Un effet connu sous le nom d'"actualisation intertemporelle" en économie comportementale peut l'expliquer.

"Imaginez que vous prenez une paire de jumelles et que vous les faites tourner. Que se passe-t-il ? Ce qui est loin est minuscule. Et ce qui est proche obtient une valeur, une taille géante", explique Renata Taveiros.

"Nous voulons la récompense immédiate, tout de suite, parce qu'elle semble beaucoup plus importante qu'une récompense très mystérieuse, dont on ne sait pas ce qui va se passer dans le futur", ajoute-t-elle.

Des études neuroéconomiques montrent que certaines zones du cerveau qui sont activées lorsque vous pensez à économiser de l'argent pour votre avenir sont les mêmes que lorsque vous pensez à donner de l'argent à un étranger.

Ce qui pourrait signifier que, pour notre cerveau, économiser de l'argent pour le futur et donner la même somme à quelqu'un d'autre sont presque la même chose.

Selon Renata Taveiros, une solution peut consister à créer un "nudge", c'est-à-dire un petit encouragement à réfléchir plus attentivement à son avenir.

"Une idée que j'applique souvent est d'utiliser une de ces applications qui vous font paraître plus vieux sur une photo. Il vous fait vous connecter avec cette image. Ensuite, vous devez faire l'exercice de réfléchir à ce que vous voulez pour la vie de cette autre personne. Ensuite, il créera un circuit neuronal qui reliera leur moi futur à leur moi actuel", explique-t-il.

Le neuroscientifique Álvaro Machado Dias prévient que s'il est important d'économiser, il faut aussi savoir se donner la permission.

"Ne partez pas du principe qu'il est toujours mauvais de se faire plaisir (de dépenser) et ne tombez pas dans l'erreur selon laquelle nous devons continuellement reporter le plaisir afin de pouvoir en profiter un jour avec plus d'intensité. Aujourd'hui, ce que nous voyons, c'est une mer de gens qui n'ont pas envie de vivre. Sortez de cette mer", dit-il.

Selon Álvaro, toutes les décisions que nous prenons dans la vie, qu'elles soient économiques ou non, ne peuvent être prises de manière purement rationnelle, et il n'est même pas souhaitable que cela se produise.

"Parfois, nous sommes dominés par des composantes émotionnelles et, en fait, cela peut conduire à de mauvais résultats, notamment des regrets", dit-il.

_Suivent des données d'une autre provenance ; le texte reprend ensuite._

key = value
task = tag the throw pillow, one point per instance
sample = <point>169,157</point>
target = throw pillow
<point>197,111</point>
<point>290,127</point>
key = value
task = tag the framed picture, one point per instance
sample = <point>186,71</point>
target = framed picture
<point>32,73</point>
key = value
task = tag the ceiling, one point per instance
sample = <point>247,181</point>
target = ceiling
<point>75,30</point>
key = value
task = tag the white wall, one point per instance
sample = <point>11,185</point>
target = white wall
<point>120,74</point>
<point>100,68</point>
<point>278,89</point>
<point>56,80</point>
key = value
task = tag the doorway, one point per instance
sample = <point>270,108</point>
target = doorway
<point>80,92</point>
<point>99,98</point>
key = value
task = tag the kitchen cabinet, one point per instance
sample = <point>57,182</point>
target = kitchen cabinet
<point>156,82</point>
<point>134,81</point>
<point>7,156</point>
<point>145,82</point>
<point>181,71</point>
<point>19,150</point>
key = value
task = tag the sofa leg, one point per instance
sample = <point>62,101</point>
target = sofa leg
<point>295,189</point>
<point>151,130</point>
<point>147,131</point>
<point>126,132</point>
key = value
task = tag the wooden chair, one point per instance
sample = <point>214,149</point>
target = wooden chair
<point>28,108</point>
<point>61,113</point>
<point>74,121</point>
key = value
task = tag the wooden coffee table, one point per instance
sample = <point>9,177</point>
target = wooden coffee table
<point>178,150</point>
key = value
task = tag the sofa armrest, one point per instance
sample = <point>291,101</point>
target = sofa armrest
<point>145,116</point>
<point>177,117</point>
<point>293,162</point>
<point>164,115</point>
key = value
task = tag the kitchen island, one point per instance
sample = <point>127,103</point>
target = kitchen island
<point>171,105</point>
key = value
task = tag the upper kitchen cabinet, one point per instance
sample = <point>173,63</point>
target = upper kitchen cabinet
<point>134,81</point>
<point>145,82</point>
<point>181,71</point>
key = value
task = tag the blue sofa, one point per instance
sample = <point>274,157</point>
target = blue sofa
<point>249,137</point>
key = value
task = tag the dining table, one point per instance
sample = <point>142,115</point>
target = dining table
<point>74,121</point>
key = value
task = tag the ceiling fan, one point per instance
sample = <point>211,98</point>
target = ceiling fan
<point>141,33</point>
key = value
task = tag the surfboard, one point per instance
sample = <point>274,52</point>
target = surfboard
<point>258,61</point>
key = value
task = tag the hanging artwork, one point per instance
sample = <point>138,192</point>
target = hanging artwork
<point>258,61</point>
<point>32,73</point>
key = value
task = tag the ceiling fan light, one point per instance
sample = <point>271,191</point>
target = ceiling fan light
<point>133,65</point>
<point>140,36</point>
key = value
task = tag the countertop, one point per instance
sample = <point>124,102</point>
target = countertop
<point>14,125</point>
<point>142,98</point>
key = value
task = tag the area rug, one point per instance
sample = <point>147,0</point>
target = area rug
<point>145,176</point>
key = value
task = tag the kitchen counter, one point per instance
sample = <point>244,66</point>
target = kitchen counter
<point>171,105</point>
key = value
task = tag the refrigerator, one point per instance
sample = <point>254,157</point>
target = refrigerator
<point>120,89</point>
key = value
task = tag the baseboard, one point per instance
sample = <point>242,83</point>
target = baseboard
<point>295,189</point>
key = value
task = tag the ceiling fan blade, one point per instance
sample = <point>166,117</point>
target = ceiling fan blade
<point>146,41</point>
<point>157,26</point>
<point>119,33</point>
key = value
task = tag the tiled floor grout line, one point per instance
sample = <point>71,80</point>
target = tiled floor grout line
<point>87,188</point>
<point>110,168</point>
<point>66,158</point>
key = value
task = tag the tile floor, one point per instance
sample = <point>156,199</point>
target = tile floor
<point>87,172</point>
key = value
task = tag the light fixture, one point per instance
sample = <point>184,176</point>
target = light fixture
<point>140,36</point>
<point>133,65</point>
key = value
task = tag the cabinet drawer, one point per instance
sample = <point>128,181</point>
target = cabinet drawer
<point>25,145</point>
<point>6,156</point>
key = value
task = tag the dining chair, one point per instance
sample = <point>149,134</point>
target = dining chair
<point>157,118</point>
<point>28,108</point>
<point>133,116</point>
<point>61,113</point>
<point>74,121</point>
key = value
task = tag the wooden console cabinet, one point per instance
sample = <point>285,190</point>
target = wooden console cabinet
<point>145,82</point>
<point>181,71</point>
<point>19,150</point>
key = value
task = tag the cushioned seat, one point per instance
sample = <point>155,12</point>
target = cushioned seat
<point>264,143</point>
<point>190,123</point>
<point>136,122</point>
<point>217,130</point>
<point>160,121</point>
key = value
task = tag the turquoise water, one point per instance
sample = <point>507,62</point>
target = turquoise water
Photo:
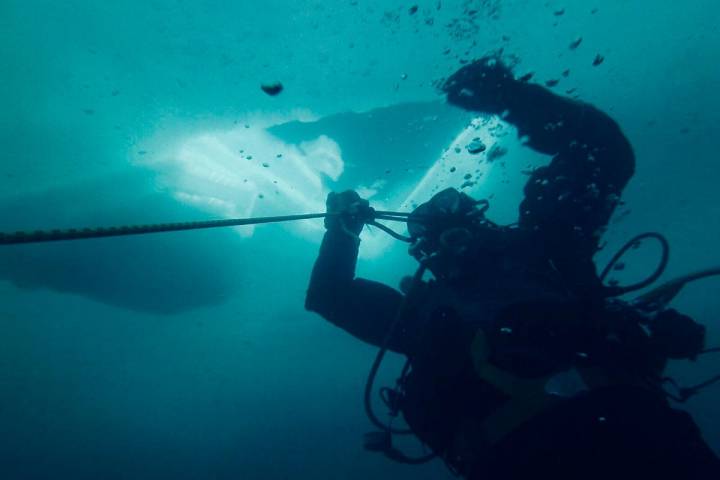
<point>189,355</point>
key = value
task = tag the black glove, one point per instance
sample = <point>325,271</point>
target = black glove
<point>676,335</point>
<point>481,86</point>
<point>350,212</point>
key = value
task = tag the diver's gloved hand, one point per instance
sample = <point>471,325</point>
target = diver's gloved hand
<point>484,85</point>
<point>676,335</point>
<point>350,211</point>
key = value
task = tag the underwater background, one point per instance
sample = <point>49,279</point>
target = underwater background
<point>189,355</point>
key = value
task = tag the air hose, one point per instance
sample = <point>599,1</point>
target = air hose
<point>39,236</point>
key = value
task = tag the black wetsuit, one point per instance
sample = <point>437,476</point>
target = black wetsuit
<point>619,431</point>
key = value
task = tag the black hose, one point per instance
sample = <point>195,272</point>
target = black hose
<point>399,316</point>
<point>39,236</point>
<point>662,265</point>
<point>86,233</point>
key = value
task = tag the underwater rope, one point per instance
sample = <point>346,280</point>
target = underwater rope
<point>38,236</point>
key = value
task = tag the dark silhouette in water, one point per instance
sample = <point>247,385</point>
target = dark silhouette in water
<point>521,363</point>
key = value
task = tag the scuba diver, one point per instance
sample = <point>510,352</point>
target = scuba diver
<point>520,360</point>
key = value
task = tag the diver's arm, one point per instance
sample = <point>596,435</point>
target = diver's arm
<point>361,307</point>
<point>551,123</point>
<point>568,202</point>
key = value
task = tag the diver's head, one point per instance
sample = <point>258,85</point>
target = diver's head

"Mais c'est l'apport de ces composantes non formelles et non logiques qui, en fin de compte, rend nos décisions meilleures pour le groupe, l'espèce et la culture dans son ensemble", ajoute-t-il.

Le conseil est donc de savoir comment mieux répartir vos énergies et vos préoccupations.

"Il n'y a pas de temps - ni d'intérêt - à essayer d'optimiser chaque décision. Choisissez vos batailles. Concentrez-vous sur les choix qui comptent le plus ; ce sont ceux qui définiront en fin de compte qui vous êtes", dit-il.